Nigeria banned interbank foreign currency trading to help shore up the naira, which has lost about 20 percent

From Bloomberg:

"Nigeria Lifts Interbank Foreign Exchange Trading Ban (Update2)

By Paul Okolo

May 22 (Bloomberg) -- Nigeria lifted a ban on interbank foreign exchange trading after the local currency stabilized following a decline earlier in the year, Central Bank Governor Chukwuma Soludo said.

Trading in the foreign exchange market will gradually resume during the next three months, he said today at a briefing in the capital, Abuja. Banks will no longer be “required to sell dollars” to the central bank, and the Central Bank of Nigeria will participate in the interbank market, Soludo said.

“That’s a welcome development,” Bismarck Rewane, chief executive officer of Financial Derivatives Ltd., a Lagos-based fund manager, said by telephone from the Nigerian commercial hub. It marks a “return of the market to an imperfect market that it should be, rather than a monopoly.”

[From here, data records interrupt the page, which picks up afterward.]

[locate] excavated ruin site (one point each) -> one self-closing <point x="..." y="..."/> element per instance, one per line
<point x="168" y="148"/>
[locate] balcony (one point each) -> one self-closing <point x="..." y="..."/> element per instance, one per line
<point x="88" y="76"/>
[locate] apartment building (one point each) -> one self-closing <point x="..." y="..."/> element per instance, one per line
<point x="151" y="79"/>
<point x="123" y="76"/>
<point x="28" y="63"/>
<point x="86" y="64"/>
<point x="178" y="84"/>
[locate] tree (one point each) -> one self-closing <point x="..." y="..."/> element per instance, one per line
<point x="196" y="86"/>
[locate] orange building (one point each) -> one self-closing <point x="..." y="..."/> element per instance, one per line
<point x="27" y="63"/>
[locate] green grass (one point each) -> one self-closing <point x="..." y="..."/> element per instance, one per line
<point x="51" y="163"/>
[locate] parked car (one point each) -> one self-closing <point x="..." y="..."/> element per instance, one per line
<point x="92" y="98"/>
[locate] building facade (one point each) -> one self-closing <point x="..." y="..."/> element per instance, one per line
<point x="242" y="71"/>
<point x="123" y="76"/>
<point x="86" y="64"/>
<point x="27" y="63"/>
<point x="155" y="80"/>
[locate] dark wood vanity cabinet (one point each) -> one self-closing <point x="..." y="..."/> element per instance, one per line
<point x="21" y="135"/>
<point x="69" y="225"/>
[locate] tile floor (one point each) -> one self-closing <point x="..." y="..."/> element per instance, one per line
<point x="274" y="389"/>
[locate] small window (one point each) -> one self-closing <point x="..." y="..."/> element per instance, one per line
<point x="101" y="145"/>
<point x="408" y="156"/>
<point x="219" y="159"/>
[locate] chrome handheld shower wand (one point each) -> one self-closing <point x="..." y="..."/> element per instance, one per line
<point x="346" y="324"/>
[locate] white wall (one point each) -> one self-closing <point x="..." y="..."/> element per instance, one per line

Nigeria banned interbank foreign currency trading to help shore up the naira, which has lost about 20 percent since Nov. 26, when the government let it weaken rather than defend the currency by running down foreign reserves. The West African nation currently has reserves of about $45 billion, Soludo said. Starting June 1, the central bank will also resume foreign exchange auctions on a twice-weekly basis, he said.

The currency of Africa’s largest oil producer has been trading at about 146 naira to the dollar since the central bank imposed trading restrictions three months ago.

On April 8, the central bank cut the benchmark interest rate by 175 basis points to 8 percent in order to ease liquidity, according to Soludo. A basis point is 0.01 percentage point.